Did you know Log Insight has the notion of a master node and a leader node? Do you know the differences between the roles? Read on to learn more!
Master Node
The first node in a Log Insight cluster is always the master. All other nodes are known as workers. The master node is also a worker node. The notion of a worker does not really matter, but as you may have guessed, the notion of a master does matter. I often get asked, how do you make another node in the cluster the master? The answer is you don’t. The first node is always the master. If the first node goes offline, the master role does not move. If you permanently lose the first node, there is no way to promote a worker node to the master role.

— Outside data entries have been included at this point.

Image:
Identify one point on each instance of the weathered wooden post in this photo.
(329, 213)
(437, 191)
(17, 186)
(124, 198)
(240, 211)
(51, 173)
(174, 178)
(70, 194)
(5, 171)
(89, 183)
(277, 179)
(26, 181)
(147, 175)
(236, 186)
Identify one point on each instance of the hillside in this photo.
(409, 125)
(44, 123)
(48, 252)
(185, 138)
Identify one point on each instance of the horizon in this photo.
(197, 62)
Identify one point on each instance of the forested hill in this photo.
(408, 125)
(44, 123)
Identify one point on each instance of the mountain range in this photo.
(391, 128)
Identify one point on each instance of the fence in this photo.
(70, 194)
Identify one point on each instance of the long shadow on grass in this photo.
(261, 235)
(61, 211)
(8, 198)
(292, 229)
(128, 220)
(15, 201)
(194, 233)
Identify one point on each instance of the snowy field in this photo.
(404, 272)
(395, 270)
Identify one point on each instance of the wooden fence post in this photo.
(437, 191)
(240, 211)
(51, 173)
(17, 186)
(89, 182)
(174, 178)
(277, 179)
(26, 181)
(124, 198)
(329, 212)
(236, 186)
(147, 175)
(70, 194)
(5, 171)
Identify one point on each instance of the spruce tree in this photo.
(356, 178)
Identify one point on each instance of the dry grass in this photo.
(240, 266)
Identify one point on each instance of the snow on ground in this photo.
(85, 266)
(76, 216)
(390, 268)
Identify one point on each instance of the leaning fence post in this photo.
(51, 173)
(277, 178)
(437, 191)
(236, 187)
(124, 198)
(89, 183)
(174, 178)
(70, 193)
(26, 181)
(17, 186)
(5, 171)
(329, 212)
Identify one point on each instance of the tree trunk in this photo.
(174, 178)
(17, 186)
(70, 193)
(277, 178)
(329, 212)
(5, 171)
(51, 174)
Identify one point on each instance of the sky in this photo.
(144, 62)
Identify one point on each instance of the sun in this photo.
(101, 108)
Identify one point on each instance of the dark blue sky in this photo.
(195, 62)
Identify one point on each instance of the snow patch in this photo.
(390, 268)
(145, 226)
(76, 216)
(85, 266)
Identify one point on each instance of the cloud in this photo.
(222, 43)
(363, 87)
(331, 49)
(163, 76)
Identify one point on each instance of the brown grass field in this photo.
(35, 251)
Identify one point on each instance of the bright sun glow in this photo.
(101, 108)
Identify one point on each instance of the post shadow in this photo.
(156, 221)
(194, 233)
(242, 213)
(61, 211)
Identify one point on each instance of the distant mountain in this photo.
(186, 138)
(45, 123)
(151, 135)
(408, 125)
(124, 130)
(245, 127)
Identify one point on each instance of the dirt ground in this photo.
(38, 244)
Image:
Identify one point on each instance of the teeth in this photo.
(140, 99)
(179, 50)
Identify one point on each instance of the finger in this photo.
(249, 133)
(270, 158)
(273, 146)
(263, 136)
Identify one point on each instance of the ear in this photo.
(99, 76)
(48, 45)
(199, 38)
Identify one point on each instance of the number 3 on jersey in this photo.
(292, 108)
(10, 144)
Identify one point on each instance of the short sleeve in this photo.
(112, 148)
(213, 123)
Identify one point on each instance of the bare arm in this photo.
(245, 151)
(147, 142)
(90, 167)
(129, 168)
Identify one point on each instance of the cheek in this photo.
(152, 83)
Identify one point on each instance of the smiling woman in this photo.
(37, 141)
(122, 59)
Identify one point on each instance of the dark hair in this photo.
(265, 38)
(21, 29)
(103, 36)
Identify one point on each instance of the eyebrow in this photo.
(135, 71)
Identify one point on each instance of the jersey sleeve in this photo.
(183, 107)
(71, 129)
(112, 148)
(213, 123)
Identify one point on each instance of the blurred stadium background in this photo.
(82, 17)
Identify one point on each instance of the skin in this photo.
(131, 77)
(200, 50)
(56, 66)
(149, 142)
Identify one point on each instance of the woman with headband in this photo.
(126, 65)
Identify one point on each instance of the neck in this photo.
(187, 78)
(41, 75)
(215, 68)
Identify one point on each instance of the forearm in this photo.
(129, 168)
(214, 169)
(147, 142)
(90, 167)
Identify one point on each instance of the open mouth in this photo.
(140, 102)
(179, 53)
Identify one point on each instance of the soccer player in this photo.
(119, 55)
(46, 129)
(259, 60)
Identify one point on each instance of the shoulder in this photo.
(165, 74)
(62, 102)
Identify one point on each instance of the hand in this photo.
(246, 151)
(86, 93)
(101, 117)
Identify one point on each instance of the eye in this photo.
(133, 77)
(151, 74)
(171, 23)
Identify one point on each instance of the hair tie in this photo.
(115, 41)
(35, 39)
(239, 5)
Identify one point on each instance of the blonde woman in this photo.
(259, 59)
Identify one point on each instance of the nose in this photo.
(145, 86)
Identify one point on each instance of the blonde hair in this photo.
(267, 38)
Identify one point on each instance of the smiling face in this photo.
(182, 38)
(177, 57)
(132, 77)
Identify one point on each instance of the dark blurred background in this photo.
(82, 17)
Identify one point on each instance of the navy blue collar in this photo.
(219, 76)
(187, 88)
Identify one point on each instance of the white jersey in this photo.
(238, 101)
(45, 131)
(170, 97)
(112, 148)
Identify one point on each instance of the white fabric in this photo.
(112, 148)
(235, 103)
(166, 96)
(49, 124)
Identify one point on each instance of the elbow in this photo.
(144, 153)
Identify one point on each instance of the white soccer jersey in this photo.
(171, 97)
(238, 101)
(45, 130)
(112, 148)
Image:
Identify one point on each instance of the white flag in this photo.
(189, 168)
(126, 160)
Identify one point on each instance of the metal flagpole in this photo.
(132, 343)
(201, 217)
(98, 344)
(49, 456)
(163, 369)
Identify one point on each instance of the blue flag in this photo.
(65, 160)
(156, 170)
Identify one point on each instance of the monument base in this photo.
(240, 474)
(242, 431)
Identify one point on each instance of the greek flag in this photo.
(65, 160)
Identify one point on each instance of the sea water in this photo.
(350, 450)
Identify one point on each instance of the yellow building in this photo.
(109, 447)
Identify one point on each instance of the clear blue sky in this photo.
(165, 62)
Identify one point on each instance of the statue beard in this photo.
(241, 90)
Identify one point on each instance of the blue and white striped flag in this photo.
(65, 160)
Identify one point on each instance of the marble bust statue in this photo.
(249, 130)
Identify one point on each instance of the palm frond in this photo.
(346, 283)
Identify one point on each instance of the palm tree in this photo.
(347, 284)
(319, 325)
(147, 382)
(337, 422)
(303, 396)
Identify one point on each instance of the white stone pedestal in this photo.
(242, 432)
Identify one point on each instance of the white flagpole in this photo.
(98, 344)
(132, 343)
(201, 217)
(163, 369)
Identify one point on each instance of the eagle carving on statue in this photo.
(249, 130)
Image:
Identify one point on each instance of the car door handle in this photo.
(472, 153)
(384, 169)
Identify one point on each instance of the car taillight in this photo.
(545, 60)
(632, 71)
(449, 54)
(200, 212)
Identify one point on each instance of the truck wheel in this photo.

What is the impact of the master node going down? While the role of the master node has changed over time, as of all supported versions of Log Insight, the only role the master node plays is serving the /admin/cluster page and all the features of that page. In short, if the master node is down, you cannot access the /admin/cluster page, and this means you cannot perform cluster operations such as entering maintenance mode, changing VIPs, or upgrading the cluster — all previously configured functionality on the /admin/cluster page continues to work even if the master node is down, but changes cannot be made.
What if you permanently lose the master node? Well, hopefully, you have a backup you can restore, but in the worst case, you can deploy a brand new node with the same version, same IP address, and same FQDN as the old master node. The node should automatically join the cluster shortly after booting.
Leader Node
Once you have a Log Insight cluster, a leader election occurs, and one of the nodes becomes the leader. Any node, including the master node, can become the leader. Only one leader will exist at a time. The leader role serves various purposes on the backend, but on the front-end, it simply serves as the node that hosts the VIPs. All configured VIPs are served on the leader, which means all ingestion and query traffic comes into the leader node. The traffic is then L4 load-balanced by the leader node to worker nodes in the cluster. In addition, it is the leader node that connects to configured integrations (e.g., vCenter and vROps).
What is the impact of the leader nodes going down? During the downtime, configured VIPs may be unavailable, and leader-specific operations will fail. The good news is that Log Insight detects when a leader is unavailable and performs a leader election, assuming the cluster still has quorum. When the election is over, a new leader is announced, which handles all the leader role responsibilities (e.g., VIP failover).
How do you determine which node is the leader? Visit the /admin/cluster page. Is it possible to fail over the leader? Sure, but this should never be necessary. Of course, a reboot of the leader node will do it, but you can also just put the node in maintenance mode on the /admin/cluster page.
Worker Nodes
All Log Insight nodes are worker nodes. The master node and leader node also perform worker responsibilities. When using the integrated load balancing functionality of Log Insight, the load is distributed across workers via L4 load balancing. Since workers perform all Log Insight actions, it is critical that all nodes have the same access to external systems — see the security guide.
Does only the leader node need access to the archive destination if configured? No, all nodes need access. Does event forwarding originate from the VIP (aka leader node)? No, from all worker nodes. Does only the leader node need access to vCenter/vROps? No, all worker nodes need access.
© 2018 – 2021, Steve Flanders. All rights reserved.
Thanks for explanation Steve.
I suppose the leader is the node with (ILB) after the IP address on the /admin/cluster/ page?
It may be worth to say that this leader node VM shows the ILB IP address as a second network interface/IP address on VM level in addition to its own.
This may have impacts in IP address inventory systems, if the ILB address is a separate inventory entry there (like “Service IP”): It will be shown as a “duplicate” IP address at the leader node in this inventory system.
Good point — let me update the post.
What would happen if the master node A.K.A Web UI node goes down and doesnt come back up.? I know we should have a backup of the VM and i assume if we restore the backup everything might be fine BUT what if a backup is not applicable. Would re-building the node and re-joining fix the master node issue ?
disregard, i read this: What if you permanently lose the master node? Well, hopefully you have a backup you can restore, but in worst case you can deploy a brand new node with the same version, same IP address and same FQDN as the old master node. The node should automatically join the cluster on shortly after booting.
What if you permanently lose the master node? Well, hopefully you have a backup you can restore, but in worst case you can deploy a brand new node with the same version, same IP address and same FQDN as the old master node. The node should automatically join the cluster on shortly after booting.
Regarding this Steve, i attempted to try to bring down the Master by deleting it, and re-building it, it did not automatically join and admin page kept crashing. Currently using the new Log Insight 4.8. I also wonder if the backup wouldn’t work as well.
Hey John — Try manually copying the config XML from /storage/core/loginsight/config to the new master and restarting it.